Two things are undoubtedly true for White House occupants. First, if big things like the economy are doing well, a president will get at least some of the credit. Conversely, if things are going badly, the president will get a great deal, if not all, of the blame. It may or may not be fair, but that’s life, at least in politics.
Second, midterm elections tend to be a referendum on the White House incumbent. If a president is popular, his party benefits. If a president is unpopular, voters often send a message of displeasure by supporting candidates from the opposition party. Voters are generally more likely to punish than reward, and that’s the way it has always been.
Right now, the public is increasingly optimistic about the state of the economy, after having gone through what my friend, economist Sid Jones, calls “the longest, deepest, and most diffused” economic downturn since the Great Depression. Both the Conference Board’s consumer-confidence measurement and the University of Michigan’s national Index of Consumer Sentiment are at their highest levels in five or six years. In recent months, the National Federation of Independent Business’s small-business optimism index, a survey of small-business people across the country, has been soaring. The economy appears to be experiencing a hiccup in the second quarter of this year, with growth expected to slow down from 2.4 percent last quarter to 1.8 percent during the current quarter. But, according to this month’s Blue Chip Economic Indicators survey of 54 top economists, the experts expect growth to go up to 2.3 percent in the third quarter and 2.6 percent in the fourth quarter, followed by 2.7 percent and 2.8 percent in the first and second quarters of next year, respectively, and 2.9 percent in each of the last two quarters of 2014. This is not a spectacular rate of growth, but it is respectable, and it suggests that the economy will be gradually pulling itself out of its half-decade slump.
At the same time, the Congressional Budget Office is projecting that the federal deficit will shrink to $642 billion in fiscal 2013, the lowest level since 2008, thanks to economic growth, tax hikes implemented over the past year, sequestration, and some onetime events related to Fannie Mae and Freddie Mac. CBO is also predicting that the deficit will be about 4 percent of gross domestic product this year, down from 10.1 percent of GDP in 2009. The agency’s baseline projections go on to estimate that the deficit will fall to 2.1 percent of GDP by 2015, lower than the 3.2 percent average over the last 40 years—lower even than the 2.4 percent average in the 40 years leading up to the 2008 recession.

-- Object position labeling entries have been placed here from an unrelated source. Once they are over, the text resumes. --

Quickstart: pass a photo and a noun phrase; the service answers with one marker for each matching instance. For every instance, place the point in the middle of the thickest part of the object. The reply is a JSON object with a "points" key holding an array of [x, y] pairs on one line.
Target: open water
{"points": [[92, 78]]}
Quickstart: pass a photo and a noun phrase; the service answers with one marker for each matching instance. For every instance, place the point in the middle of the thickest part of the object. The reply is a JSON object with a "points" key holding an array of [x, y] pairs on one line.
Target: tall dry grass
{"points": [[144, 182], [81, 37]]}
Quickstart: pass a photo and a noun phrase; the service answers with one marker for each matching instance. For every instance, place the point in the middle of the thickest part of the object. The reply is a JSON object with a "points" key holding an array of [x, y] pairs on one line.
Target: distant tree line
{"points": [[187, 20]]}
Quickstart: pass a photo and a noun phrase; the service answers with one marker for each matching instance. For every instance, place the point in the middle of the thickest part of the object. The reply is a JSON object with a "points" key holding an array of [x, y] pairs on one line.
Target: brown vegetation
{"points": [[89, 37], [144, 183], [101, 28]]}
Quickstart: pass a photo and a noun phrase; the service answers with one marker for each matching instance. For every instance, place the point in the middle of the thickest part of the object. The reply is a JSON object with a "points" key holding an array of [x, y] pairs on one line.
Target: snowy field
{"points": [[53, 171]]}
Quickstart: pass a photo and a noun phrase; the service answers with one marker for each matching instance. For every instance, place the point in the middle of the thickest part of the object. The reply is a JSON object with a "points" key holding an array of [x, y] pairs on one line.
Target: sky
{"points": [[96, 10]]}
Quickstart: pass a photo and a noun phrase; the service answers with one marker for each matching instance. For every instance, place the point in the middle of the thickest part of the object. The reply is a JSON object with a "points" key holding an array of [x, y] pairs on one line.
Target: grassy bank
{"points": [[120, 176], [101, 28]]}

All of these things are good news, and are certainly contrary to the warnings by congressional Republicans that tax hikes would ruin the economy and the warnings by Obama and other Democrats that budget sequestration would do the same. Obviously, both sides missed the mark and underestimated the effect of economic growth and recovery muscling through potentially adverse events like tax hikes or a sharp cutback in government spending. However, if the administration is bogged down in controversy, voters won’t be handing the president or anyone else any laurels for the economic recovery. That’s what Obama, his administration, and congressional Democrats facing voters next year ought to worry about.